While Zhao emphasised that there are no immediate plans for his succession, he said that the firm was “keeping our options open.”
“I’ll be honoured to continue to run Binance as a regulated financial institution until we find somebody who may do a better job.”
Zhao said that the firm aims to create several regional headquarters across the globe and will seek licenses wherever they are available. In the past, he stated that Binance has no official headquarters. Zhao further stated that he will always contribute to Binance and the BNB ecosystem as he doesn’t have to be CEO.

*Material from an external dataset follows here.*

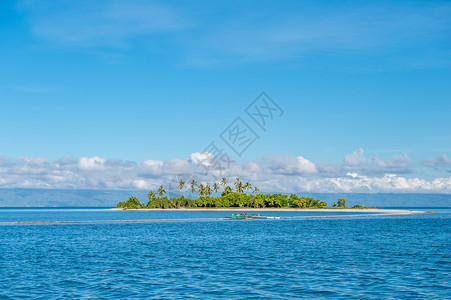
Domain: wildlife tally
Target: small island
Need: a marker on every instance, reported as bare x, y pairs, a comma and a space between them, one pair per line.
221, 195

Binance Working to Strengthen Its Compliance
Early this month, Zhao admitted that problems in the company are partly due to its rapid growth. During that time, Zhao acknowledged that Binance had grown very fast, and they have not always got everything exactly right, but they are improving and learning every day.
He said that the firm is actively hiring more talent and putting more processes and systems to protect its users and enhance its commitment to regulators.
Binance has been facing regulatory issues in recent weeks. In late June, the UK’s regulator banned Binance’s British unit from undertaking any regulated activity in the country. Binance was one of several companies that withdrew their applications from the UK’s temporary licensing regime because of failing to meet anti-money laundering requirements.
Regulators in Italy, Canada, Japan, and the Cayman Islands have also clamped down on the company, warning that Binance is not approved to operate in the nations.
Binance has taken measures to salvage itself from the issues mentioned above, including building out compliance partnerships, expanding its international compliance team and advisory board by 500%, and localising operations and the business to comply with local regulations.